Elasticsearch top_hits performance using shingle filter
We're using Elasticsearch to return distinct search term suggestions from roughly a dozen different fields across a fairly large set of data. To accomplish this, we're currently using 'terms' and 'top_hits' aggregations (the terms aggregation uses a wildcard term). We're also using a shingle_filter (min-size:2, max-size:3) on a custom analyzer, as one of the requirements of the project is to return search suggestions on multi-word search terms.
I've tried several different approaches, none of which are very performant.
Approach 1 - Suggestion Criteria in _all
All criteria on which we want to return suggestions are put in the _all field which utilizes a custom analyzer with the shingle filter:
'settings' : {
'analysis' : {
'analyzer' : {
'autocomplete_analyzer' : {
'type' : 'custom',
'tokenizer' : 'suggestion_tokenizer',
'filter' : [
'lowercase',
'shingle_filter'
]
},
},
'tokenizer' : {
'suggestion_tokenizer' : {
'type' : 'whitespace'
}
},
'filter' : {
'shingle_filter' : {
'type' : 'shingle',
'min_shingle_size' : 2,
'max_shingle_size' : 3
}
}
}
},
'mappings' : {
'core' : {
'_all' : {
'enabled' : 'yes',
'index' : 'analyzed',
'analyzer' : 'autocomplete_analyzer'
},
'properties' : {
'suggestion_criteria_1': {
'type' : 'multi_field',
'fields' : {
'analyzed' : {
'type' : 'string',
'index' : 'analyzed'
},
'suggestion_criteria_1': {
'type' : 'string',
'index' : 'not_analyzed',
'include_in_all' : 'yes'
}
}
},...
'filter_criteria_1': {
'type' : 'string',
'include_in_all' : 'no',
'index' : 'not_analyzed'
},...
}
}
}
Aggregation/Query utilzies filters and a suggestion term search array, as we need to know which field the suggestion match came from:
{
'from' : 0,
'size' : 0,
'query' : {
'filtered' : {
'filter' : {
'and' : [
{search filter array / optional}
]
}
}
},
'aggs' : {
'suggestions' : {
'terms' : {
'field' : '_all',
'include' : '.*{search_term}.*'
},
'aggs' : {
'field_matches' : {
'top_hits' : {
'_source' : {
'include' : {criteria_array}
},
'size' : 1
}
}
}
}
}
};
After the filters are applied, we're dealing with a set of about 100k documents, and the result comes back in over 500ms, which is far longer than ideal given search suggestions need to occur on every keystroke.

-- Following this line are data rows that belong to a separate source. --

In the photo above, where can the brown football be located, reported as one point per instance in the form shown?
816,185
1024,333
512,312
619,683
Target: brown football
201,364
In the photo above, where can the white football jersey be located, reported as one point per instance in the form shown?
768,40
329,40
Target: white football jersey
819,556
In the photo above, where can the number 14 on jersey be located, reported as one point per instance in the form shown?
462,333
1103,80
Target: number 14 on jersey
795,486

Approach 2 - Include All Suggestion Criteria in Aggregation / Drop _all
For brevity, I'll just describe the changes to the index structure and query/aggregation above.
I disabled the _all field and instead applied the "autocomplete_analyzer" (which includes the shingle_filter) to each of the suggestion criteria themselves (of which there are about a dozen) in the mapping.

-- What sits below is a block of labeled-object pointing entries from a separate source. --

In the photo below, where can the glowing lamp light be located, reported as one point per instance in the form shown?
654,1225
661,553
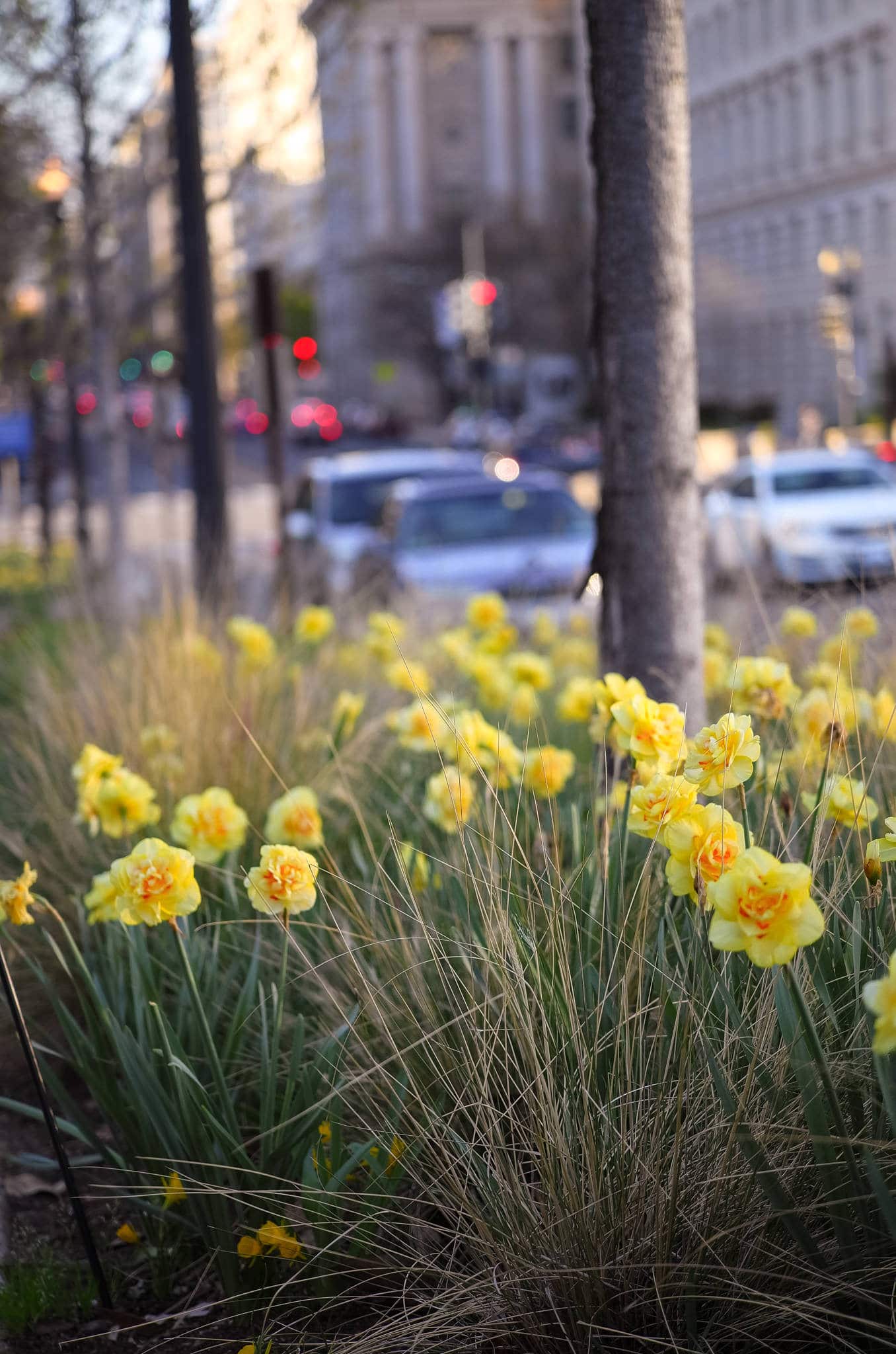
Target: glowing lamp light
305,348
130,369
258,423
484,293
161,362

All suggestion terms were then added to the query/aggregation...
'aggs' : {
'suggestion_term_1' : {
'terms' : {
'field' : 'suggestion_term_1',
'include' : '.*{search_term}.*'
},
'aggs' : {
'field_matches' : {
'top_hits' : {
'_source' : {
'include' : 'suggestion_term_1'
},
'size' : 1
}
}
}
},
'suggestion_term_2' : {
'terms' : {
'field' : 'suggestion_term_2',
'include' : '.*{search_term}.*'
},
'aggs' : {
'field_matches' : {
'top_hits' : {
'_source' : {
'include' : 'suggestion_term_2'
},
'size' : 1
}
}
}
},
etc...
}
};
This also performs at over 500ms once filters were applied. Still not ideal.
Approach 3 - Perform Multiple Elastic Search Queries - Iterating Over Criteria
This is similar to approach 2, but instead of including all suggestion terms in the aggregation, I only include one in the request. I then iterate over the suggestions terms and perform multiple Elastic Search aggregation requests for each of the dozen criteria.

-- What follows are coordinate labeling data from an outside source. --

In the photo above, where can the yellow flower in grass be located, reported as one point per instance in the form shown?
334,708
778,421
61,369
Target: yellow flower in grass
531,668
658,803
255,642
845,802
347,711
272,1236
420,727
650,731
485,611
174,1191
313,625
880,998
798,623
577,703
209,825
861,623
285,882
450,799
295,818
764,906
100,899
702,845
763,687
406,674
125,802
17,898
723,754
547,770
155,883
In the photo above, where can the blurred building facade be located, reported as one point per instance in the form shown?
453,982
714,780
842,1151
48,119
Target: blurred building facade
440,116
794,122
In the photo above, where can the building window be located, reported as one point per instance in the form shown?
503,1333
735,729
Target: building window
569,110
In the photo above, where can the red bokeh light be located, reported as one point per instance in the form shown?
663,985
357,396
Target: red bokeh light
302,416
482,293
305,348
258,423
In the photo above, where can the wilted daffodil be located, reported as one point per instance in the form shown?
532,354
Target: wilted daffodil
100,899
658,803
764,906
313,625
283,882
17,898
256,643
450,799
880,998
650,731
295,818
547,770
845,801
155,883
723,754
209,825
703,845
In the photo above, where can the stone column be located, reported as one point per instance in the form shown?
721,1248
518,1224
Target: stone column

Most of the results came back in 20-30ms or so, but when summed over the entire iteration we're still north of 300-400ms in total request time.
###Edge nGrams###
I should note that as an alternative to using the wildcard search term, I tried to apply an Edge nGram filter to the analyzer as well. That, however, typically increased the total response time by 50-70% and ballooned the index size for no apparent performance benefit, so I opted to stick with the wildcard approach.
###Removing Shingle Filter###
I should also note that I see dramatic performance improvements when I remove the shingle filter, but unfortunately multi-word queries are a requirement for the project.
I suspect there may be an approach or two that I've not yet tried that will get us to signficantly improved performance times, but at this point I'm basically grasping at straws. Any suggestions would be greatly appreciated.